Example of Cross Tabulation and Chi-Square

Interpret the results

The engineer uses the Pearson test and the Likelihood-Ratio test to determine whether an association between machine and shift exists. Because the p-values for the Pearson test and the Likelihood-Ratio test are less than 0.05, the engineer rejects the null hypothesis and concludes that there is an association between the variables of machine and shift.

In these results, there were a total of 408 defective umbrella handles. 143 defective handles were made by Machine 1, 155 defective handles were made by Machine 2, and 110 defective handles were made by Machine 3. Also, more of the defective handles were made during the first shift than during the other shifts. A total of 160 defective handles were made on the first shift, 134 defective handles were made on the second shift, and 114 defective handles were made on the third shift.

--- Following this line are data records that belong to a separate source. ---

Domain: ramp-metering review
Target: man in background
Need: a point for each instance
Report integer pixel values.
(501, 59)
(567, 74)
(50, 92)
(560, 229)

In each cell, Minitab displays the actual count, the expected count, and the standardized residual, which indicates the magnitude and direction of the difference between the actual and expected counts. For instance, from Machine 3, during the 3rd shift, 34 defective handles were made, and 30.74 were expected. The small positive residual indicates that the actual and expected counts are fairly close. But from Machine 2, during the 3rd shift, 32 defective handles were made, and 43.31 were expected. The larger negative residual indicates that less defective handles were produced than expected.